- Etymology: Spanish
- Native name: Arroyo de Cantúa (Spanish)

Location
- Country: United States
- State: California
- Region: Fresno County

Physical characteristics
- Source: source
- • location: on the northwest slope of Santa Rita Peak in the Diablo Range., San Benito County
- • coordinates: 36°20′58″N 120°36′19″W﻿ / ﻿36.34944°N 120.60528°W
- • elevation: 4,200 ft (1,300 m)
- Mouth: mouth
- • location: 4 miles south of Cantua Creek, California., Fresno County
- • coordinates: 36°26′51″N 120°18′36″W﻿ / ﻿36.44750°N 120.31000°W
- • elevation: 344 ft (105 m)

California Historical Landmark
- Official name: Arroyo de Cantúa
- Reference no.: 344

= Cantua Creek (Fresno Slough tributary) =

Cantua Creek, formerly in Spanish Arroyo de Cantúa, was named for José de Guadalupe Cantúa, a prominent Californio Ranchero in the 19th-century Mexican era of Alta California.

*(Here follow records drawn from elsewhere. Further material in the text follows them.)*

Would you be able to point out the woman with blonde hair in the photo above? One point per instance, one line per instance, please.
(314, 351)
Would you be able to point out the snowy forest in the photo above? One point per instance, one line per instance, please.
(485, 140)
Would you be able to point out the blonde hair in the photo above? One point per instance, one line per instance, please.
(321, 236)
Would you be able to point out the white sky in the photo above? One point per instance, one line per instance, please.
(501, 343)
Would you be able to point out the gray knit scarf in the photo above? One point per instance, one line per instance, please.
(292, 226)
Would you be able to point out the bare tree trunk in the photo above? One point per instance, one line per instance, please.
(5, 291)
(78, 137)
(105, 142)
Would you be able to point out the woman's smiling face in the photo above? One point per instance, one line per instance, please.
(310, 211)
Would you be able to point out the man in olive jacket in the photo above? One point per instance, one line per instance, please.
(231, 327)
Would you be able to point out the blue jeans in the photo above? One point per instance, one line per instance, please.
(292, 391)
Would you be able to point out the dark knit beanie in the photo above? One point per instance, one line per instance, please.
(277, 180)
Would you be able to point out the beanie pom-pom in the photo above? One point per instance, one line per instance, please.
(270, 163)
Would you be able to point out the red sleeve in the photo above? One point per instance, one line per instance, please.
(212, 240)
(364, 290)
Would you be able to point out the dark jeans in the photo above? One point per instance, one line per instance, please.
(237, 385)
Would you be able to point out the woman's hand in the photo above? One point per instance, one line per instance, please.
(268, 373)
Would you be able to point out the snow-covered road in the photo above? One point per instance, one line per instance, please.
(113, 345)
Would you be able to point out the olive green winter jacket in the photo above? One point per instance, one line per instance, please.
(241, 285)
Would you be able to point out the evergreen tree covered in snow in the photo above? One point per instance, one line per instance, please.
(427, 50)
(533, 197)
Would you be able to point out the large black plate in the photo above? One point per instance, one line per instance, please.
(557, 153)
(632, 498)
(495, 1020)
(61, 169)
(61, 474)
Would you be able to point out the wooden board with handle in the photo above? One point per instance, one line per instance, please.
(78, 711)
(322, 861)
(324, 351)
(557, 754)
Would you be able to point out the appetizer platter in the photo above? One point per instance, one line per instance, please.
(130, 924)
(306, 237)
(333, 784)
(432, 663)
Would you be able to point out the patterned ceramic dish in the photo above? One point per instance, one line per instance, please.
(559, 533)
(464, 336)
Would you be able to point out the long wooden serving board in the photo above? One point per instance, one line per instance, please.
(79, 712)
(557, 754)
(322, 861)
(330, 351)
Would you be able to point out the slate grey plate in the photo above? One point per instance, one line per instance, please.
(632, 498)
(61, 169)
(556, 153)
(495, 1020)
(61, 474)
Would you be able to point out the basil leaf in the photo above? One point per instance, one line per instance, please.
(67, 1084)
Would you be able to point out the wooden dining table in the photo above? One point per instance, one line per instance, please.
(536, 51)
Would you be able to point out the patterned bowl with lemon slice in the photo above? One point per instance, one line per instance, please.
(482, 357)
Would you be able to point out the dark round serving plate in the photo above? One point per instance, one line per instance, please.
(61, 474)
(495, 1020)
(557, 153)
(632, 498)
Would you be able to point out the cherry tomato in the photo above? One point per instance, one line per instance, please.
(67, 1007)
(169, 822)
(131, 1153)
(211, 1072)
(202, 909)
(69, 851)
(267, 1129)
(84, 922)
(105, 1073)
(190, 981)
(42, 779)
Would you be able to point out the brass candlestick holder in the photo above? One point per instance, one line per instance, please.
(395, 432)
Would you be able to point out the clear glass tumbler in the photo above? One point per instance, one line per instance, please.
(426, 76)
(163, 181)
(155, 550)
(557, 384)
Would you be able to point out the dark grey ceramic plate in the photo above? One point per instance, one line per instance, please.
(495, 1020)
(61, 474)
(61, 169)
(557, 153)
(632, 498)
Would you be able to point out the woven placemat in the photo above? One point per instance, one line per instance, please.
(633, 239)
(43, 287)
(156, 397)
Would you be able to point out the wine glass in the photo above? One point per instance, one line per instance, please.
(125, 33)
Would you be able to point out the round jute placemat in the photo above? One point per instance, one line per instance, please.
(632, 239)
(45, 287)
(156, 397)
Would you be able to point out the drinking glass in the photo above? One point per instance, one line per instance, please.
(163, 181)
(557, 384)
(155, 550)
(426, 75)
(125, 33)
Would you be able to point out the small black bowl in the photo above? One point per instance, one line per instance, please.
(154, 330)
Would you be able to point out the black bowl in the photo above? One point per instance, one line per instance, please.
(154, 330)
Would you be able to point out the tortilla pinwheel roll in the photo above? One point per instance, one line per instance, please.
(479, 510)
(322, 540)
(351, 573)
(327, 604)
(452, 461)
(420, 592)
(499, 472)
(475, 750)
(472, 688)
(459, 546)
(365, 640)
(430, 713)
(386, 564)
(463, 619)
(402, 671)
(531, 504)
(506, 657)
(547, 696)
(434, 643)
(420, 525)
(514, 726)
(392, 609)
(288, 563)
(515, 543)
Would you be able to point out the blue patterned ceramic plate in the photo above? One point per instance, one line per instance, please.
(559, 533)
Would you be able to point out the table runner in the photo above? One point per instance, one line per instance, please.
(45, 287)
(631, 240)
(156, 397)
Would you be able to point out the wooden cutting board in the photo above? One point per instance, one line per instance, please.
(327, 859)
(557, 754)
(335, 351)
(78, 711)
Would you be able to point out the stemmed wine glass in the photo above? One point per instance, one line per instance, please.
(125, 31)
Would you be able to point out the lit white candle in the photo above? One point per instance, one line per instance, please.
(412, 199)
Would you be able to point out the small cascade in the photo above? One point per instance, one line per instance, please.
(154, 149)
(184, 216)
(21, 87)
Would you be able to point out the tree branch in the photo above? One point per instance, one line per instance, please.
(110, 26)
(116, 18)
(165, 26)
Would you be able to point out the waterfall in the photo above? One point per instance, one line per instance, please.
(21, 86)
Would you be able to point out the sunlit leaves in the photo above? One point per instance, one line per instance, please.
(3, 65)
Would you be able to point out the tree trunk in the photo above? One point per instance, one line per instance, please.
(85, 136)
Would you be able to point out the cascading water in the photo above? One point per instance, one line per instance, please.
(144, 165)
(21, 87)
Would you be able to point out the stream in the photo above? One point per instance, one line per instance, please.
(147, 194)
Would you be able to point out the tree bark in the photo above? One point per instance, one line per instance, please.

The creek was formerly a tributary of the Fresno Slough, in years of very heavy winter rains.

==Course==
Its source is on the northern slope of Santa Rita Peak in the Diablo Range, 5.9 miles southeast of Idria within San Benito County. It flows north then east into Fresno County, emerging from its Arroyo de Cantúa canyon, that divides the Big Blue Hills from the Ciervo Hills, into the western San Joaquin Valley.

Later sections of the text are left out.